Professor Elie Wiesel was instrumental in my translating, researching and eventually publishing my book, based on my mother’s journals.

But my awakening to the dark period in the chapter of our Jewish Polish history happened earlier, in 1971-1974, at City College of NY when our paths crossed while I was taking his classes at the department of Jewish studies. Here the things that bewildered me as a child growing up in communist Poland in the shadows of the Holocaust aftermath started to make sense. When Prof. Wiesel introduced us to his experiences in Auschwitz-Birkenau and Buchenwald concentration camps, I started to understand my parents. Reading his books made me realize that although my parents were survivors, that in losing their entire families, they could not escape their past. I was already in my late twenties when I first understood the importance of the stories my mother passed on to me throughout my childhood. When I told Wiesel about my mother he said, “Your mother must write her story. Future generations must know. You must help her to do it.

In the words of Elie Wiesel “silence is never an option.” So at great risk to her sanity and her health my mother agreed to commit her memories to paper and I was left with a greater understanding which in turn allowed me to confront the ghosts of my childhood.

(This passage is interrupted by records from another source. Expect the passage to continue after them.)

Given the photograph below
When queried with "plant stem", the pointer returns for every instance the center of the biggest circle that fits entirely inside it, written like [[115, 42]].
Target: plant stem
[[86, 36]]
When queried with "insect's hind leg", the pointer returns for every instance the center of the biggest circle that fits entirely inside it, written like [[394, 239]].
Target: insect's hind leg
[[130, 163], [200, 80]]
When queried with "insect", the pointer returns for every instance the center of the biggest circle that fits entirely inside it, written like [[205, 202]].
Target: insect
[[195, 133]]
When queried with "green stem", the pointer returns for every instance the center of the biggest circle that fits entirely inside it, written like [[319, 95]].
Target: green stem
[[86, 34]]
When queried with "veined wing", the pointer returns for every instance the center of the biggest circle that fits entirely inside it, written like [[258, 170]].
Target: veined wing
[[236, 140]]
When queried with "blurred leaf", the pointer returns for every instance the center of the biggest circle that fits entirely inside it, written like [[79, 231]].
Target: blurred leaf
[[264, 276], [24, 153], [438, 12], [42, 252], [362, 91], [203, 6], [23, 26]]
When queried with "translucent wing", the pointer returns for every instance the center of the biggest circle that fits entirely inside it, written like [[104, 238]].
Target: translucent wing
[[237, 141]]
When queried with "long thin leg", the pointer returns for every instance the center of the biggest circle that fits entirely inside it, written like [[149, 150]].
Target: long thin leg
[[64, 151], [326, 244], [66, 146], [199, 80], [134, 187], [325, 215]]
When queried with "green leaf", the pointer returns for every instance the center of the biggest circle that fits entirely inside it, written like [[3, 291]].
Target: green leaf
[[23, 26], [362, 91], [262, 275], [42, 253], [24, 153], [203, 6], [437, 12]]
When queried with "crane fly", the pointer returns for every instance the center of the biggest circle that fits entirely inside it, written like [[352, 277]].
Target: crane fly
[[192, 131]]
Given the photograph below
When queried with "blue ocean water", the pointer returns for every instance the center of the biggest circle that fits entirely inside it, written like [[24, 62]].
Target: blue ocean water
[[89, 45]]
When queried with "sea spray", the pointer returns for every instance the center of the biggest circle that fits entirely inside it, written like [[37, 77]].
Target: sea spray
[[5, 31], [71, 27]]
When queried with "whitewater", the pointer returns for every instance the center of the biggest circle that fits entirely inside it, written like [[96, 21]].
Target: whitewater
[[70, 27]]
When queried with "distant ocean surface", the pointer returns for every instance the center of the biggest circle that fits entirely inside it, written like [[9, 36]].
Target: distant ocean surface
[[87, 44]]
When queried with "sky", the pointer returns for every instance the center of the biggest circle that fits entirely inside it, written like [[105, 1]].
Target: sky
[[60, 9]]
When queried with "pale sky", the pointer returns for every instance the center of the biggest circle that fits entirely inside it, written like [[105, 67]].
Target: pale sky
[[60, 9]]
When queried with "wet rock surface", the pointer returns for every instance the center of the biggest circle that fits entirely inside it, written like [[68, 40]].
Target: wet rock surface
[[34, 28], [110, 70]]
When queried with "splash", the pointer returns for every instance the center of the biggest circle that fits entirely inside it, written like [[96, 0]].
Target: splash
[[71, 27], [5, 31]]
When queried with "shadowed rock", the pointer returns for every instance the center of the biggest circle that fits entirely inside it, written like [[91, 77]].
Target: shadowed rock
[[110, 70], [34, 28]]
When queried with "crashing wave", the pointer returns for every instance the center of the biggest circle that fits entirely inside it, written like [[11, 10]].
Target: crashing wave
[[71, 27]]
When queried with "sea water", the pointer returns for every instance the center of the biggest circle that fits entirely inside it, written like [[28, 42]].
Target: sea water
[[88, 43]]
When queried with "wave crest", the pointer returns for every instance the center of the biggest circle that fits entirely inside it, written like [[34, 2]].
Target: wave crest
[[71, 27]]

Throughout my life I was torn between letting go and staying connected to my complicated history, somehow I continually found myself being pulled back into my mother’s world despite myself. My conscience would not allow anything else. And with my mother’s death, memories became sacred. On the day my mother died and for the next six years I entered my mother’s world and confronted my childhood in Poland. And Wiesel’s words would never leave my consciousness. “Not to be afraid of the journey ahead.”

I was born in communist Poland after the war, where I lived with my family until the late 1960s. Before leaving for America, I attended High School, Szalom Alejchem in Wroclaw. I graduated from CCNY with a BA in Anthropology. I received my MA in Archaeology from UCLA, and was awarded a grant, allowing me to conduct research and travel to Poland and Israel. Meeting professor and writer, Elie Wiesel, through the Department of Jewish Studies at CCNY, I realized the importance of Holocaust survivors’ stories. I insisted my mother write down her incredible accounts she shared with me throughout my life. Ultimately, I addressed the trauma of growing up in the shadows of Holocaust aftermath and how this trauma is transferred between generations. For me, the 2G, I had no way of knowing, but the seed for writing “Memory is Our Home” was planted in my childhood. Looking back in time, I know now that my entire life was a preparation, to be “a memorial candle”. I assumed the burden of my parents’ emotional world and I became the link between the past and the future. This history is embedded deep in my memory, my soul, it is part of my DNA.